Almost three in every five jobless Greeks have been out of work for a year or more, even though the overall number of people registered as unemployed at the Manpower Organization (OAED) posted a decline in September.
According to the monthly data that OAED released on Friday, the number of the recorded jobless shrank to 886,022 last month from 921,808 in August, a decrease of 35,786 people. Compared to September 2016, the drop (regardless of whether those individuals were seeking work or not) came to 58,719.
However, concerns are mounting over the fact that out of all the jobless registered as such at OAED last month, 525,958 – or 59.36 percent of them – are considered long-term unemployed, meaning they have not had a job for at least 12 months.

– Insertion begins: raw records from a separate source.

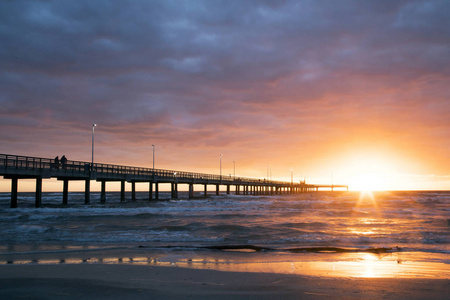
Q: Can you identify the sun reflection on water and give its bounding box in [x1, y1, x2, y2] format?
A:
[2, 251, 449, 279]
[360, 253, 378, 277]
[356, 190, 378, 210]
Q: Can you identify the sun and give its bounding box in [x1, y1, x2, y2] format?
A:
[340, 150, 407, 192]
[351, 173, 386, 192]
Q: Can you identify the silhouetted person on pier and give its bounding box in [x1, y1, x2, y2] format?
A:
[54, 156, 59, 169]
[61, 155, 67, 169]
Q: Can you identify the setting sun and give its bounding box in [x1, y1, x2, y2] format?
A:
[337, 150, 412, 191]
[351, 173, 386, 191]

Comparing that figure with the 506,956 unemployed who were in the same position in September 2016 reveals that within that one year the long-term jobless increased by 19,002 people, which illustrates how difficult it can be to find work having been out of the labor market for a long period of time.
The statistics published also indicate that the number of jobless people receiving the unemployment allowance has increased by a considerable 25.86 percent on a monthly basis. The number of people receiving the benefit reached 135,174 people, 27,773 more than the 107,401 recipients in August. There was, however, a small decline of 949 people from the 136,123 who were entitled to the benefit in September last year.
Women continue to be hit harder than men by unemployment, as the figure of 565,339 female jobless workers amounted to 63.8 percent of people registered as unemployed last month.
Although there is a higher rate of unemployment in the 18-24 age group, according to Hellenic Statistical Authority data, the 30-44 age bracket has the biggest share of those registered as unemployed at OAED (38.7 percent), accounting for 343,324 jobless. A huge share (45.69 percent or 404,855 people) are high school graduates and 18.2 percent or 162,102 people hold a university degree.